Predicting Cognitive Impairment in Long-COVID Patients: A Demographic and Comorbid Analysis using BrainCheck Cognitive Assessment


  • Camden Bohn Indiana University School of Medicine
  • Jason Li Indiana University School of Medicine
  • Noah Todd Indiana University School of Medicine
  • Jessica Pater Parkview Health
  • Jeanne Carroll Post-Covid Clinic, Parkview Health
  • Brian Henriksen Indiana University School of Medicine-Fort Wayne
  • Fen Lei Chang, MD, PhD Indiana University School of Medicine-Fort Wayne; Post-COVID Clinic, Parkview Health




Coronavirus disease (COVID-19) was declared a global pandemic by the World Health Organization (WHO) on March 11, 2020. Now a subset of individuals are experiencing post- acute sequelae of COVID-19, more colloquially known as Long-COVID. Research surrounding the long-term consequences of COVID-19 is now at the height of importance as approximately 5.8% of individuals will be diagnosed with new psychiatric illnesses. Mind long consequences of COVID-19 include brain fog, difficulties with memory, and focusing.

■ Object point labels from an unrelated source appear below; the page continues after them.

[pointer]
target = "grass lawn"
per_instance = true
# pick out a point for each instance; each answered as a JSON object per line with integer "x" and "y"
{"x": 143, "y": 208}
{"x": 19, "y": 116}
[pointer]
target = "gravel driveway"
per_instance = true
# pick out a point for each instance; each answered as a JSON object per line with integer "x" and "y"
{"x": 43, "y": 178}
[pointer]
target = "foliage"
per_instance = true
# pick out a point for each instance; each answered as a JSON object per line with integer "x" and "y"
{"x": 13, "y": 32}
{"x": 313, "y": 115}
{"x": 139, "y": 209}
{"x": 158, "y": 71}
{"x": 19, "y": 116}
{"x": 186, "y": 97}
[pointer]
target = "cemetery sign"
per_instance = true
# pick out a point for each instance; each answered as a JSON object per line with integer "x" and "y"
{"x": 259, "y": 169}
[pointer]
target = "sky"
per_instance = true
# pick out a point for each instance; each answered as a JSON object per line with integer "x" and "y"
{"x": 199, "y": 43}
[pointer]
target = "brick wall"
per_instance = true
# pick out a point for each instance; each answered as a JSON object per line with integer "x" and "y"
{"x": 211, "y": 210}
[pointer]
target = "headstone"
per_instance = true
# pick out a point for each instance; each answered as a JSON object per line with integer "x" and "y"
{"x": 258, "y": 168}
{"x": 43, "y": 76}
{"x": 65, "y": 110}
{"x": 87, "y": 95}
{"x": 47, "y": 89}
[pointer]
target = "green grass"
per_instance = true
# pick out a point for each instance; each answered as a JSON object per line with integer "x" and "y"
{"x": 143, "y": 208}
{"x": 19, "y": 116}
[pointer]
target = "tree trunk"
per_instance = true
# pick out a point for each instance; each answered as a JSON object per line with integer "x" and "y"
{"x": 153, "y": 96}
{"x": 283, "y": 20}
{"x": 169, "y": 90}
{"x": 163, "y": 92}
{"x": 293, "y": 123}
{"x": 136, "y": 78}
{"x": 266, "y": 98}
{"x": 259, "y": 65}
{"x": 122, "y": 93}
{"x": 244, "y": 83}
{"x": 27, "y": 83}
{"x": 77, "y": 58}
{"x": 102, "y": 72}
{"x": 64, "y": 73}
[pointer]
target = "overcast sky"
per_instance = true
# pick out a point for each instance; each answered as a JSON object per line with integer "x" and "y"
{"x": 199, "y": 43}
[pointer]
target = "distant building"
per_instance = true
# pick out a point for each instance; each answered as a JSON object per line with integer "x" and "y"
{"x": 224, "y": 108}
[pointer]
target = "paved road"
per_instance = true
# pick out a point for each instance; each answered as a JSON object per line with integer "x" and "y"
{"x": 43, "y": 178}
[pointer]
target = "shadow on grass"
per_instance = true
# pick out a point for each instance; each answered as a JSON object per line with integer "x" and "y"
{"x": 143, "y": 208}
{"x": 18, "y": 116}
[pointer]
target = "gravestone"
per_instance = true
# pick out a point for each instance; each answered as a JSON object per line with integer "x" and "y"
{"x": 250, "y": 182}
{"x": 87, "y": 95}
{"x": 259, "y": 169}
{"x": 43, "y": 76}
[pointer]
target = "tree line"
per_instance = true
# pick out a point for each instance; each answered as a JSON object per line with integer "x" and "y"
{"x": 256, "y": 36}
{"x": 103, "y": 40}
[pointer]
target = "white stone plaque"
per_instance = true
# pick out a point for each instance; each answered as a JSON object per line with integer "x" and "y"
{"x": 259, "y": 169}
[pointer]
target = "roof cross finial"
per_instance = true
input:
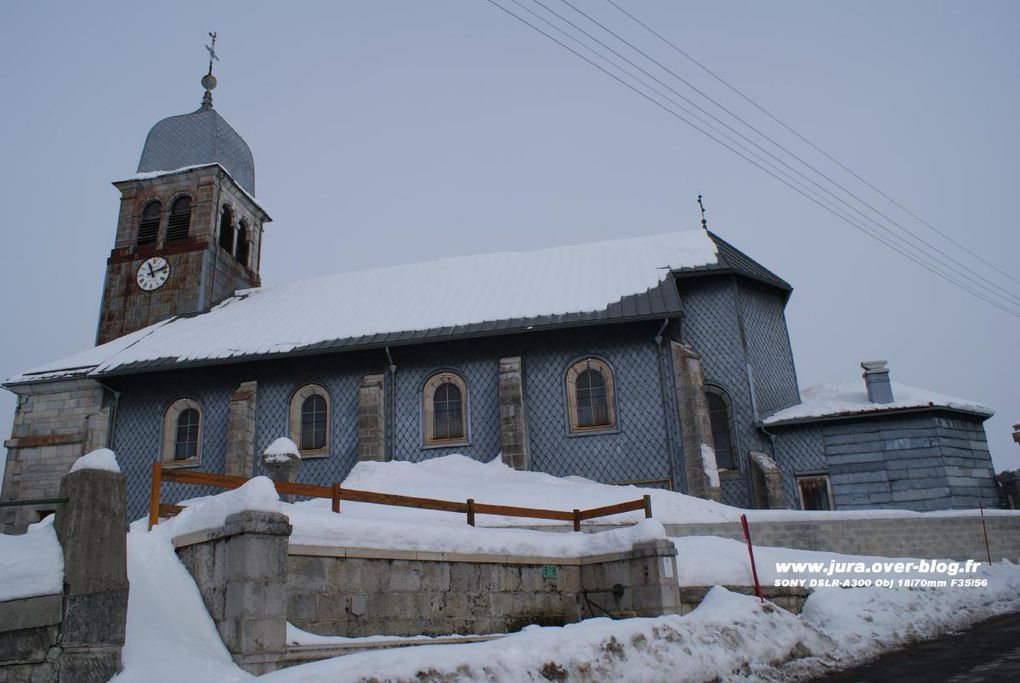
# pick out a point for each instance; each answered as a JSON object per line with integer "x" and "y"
{"x": 209, "y": 81}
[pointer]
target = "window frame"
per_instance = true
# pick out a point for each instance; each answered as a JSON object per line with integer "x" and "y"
{"x": 153, "y": 201}
{"x": 428, "y": 388}
{"x": 570, "y": 385}
{"x": 716, "y": 389}
{"x": 169, "y": 216}
{"x": 820, "y": 476}
{"x": 295, "y": 418}
{"x": 170, "y": 417}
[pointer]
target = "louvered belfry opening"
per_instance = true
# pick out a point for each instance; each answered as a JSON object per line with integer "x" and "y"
{"x": 226, "y": 229}
{"x": 148, "y": 229}
{"x": 179, "y": 224}
{"x": 243, "y": 247}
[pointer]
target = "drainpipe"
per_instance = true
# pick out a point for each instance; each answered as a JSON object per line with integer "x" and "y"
{"x": 391, "y": 398}
{"x": 663, "y": 397}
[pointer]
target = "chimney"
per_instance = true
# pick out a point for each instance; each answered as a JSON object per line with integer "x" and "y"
{"x": 876, "y": 378}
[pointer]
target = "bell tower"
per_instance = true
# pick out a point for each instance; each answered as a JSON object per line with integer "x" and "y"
{"x": 190, "y": 228}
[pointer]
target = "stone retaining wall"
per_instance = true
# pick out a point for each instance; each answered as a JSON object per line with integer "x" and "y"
{"x": 931, "y": 537}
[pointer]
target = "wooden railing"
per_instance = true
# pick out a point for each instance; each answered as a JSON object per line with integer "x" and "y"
{"x": 337, "y": 493}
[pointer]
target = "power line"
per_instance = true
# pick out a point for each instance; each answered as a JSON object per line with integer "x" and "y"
{"x": 809, "y": 143}
{"x": 987, "y": 284}
{"x": 794, "y": 187}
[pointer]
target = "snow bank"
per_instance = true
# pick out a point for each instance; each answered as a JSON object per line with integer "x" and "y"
{"x": 31, "y": 564}
{"x": 282, "y": 451}
{"x": 851, "y": 399}
{"x": 211, "y": 512}
{"x": 170, "y": 637}
{"x": 101, "y": 459}
{"x": 729, "y": 636}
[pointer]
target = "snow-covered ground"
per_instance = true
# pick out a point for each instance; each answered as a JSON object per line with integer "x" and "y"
{"x": 171, "y": 637}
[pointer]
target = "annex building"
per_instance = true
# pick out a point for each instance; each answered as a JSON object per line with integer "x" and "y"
{"x": 672, "y": 368}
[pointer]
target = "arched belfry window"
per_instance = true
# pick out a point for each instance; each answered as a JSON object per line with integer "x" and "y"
{"x": 183, "y": 432}
{"x": 310, "y": 420}
{"x": 721, "y": 418}
{"x": 179, "y": 224}
{"x": 243, "y": 246}
{"x": 445, "y": 410}
{"x": 591, "y": 400}
{"x": 148, "y": 228}
{"x": 226, "y": 229}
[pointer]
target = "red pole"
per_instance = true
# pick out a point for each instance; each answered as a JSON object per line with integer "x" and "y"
{"x": 987, "y": 550}
{"x": 751, "y": 554}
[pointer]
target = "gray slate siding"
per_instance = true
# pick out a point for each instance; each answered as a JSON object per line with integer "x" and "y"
{"x": 916, "y": 462}
{"x": 635, "y": 451}
{"x": 712, "y": 326}
{"x": 768, "y": 349}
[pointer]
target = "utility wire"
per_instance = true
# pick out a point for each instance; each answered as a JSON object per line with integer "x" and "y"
{"x": 987, "y": 284}
{"x": 794, "y": 187}
{"x": 808, "y": 142}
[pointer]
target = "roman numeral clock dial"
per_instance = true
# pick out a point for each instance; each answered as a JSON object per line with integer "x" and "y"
{"x": 153, "y": 273}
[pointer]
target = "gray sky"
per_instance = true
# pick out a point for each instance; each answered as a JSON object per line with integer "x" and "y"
{"x": 389, "y": 133}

While many of the symptoms associated with Long-COVID have been summarized, the cognitive impairment that takes place was quantified in this study using BrainCheck cognitive assessment. The aim of this study was to utilize a database of over 500 individuals suffering from Long-COVID symptoms and analyze differing levels of cognitive impairment to find correlations with different predispositions and demographics. The focused variables were age, gender, weight, (body mass index) BMI, and hospitalization status. A retrospective chart review was conducted on subjects’ data that was included in the Parkview Post-COVID Clinic (PPCC) registry database.


The data analysis showed that age was correlated with mental flexibility (p-value = <.001, correlation = 0.31), and executive functioning. The extremes of BMI were associated with impaired mental flexibility (chi-squared = 14.00, p-value = <.001). Finally, hospitalization status at the onset of COVID-19 infection had correlations with impaired short-term memory recognition (p-value = <.05, correlation = 0.17).


This research project was undertaken to gain a better understanding of the cognitive deterioration that takes place because of COVID-19’s effect on the central nervous system. Furthermore, this research is intended to help predict the levels of cognitive impairment that clinicians can expect for their patients when presenting with Long-COVID symptoms, and spark future research on the neurological implications of COVID-19.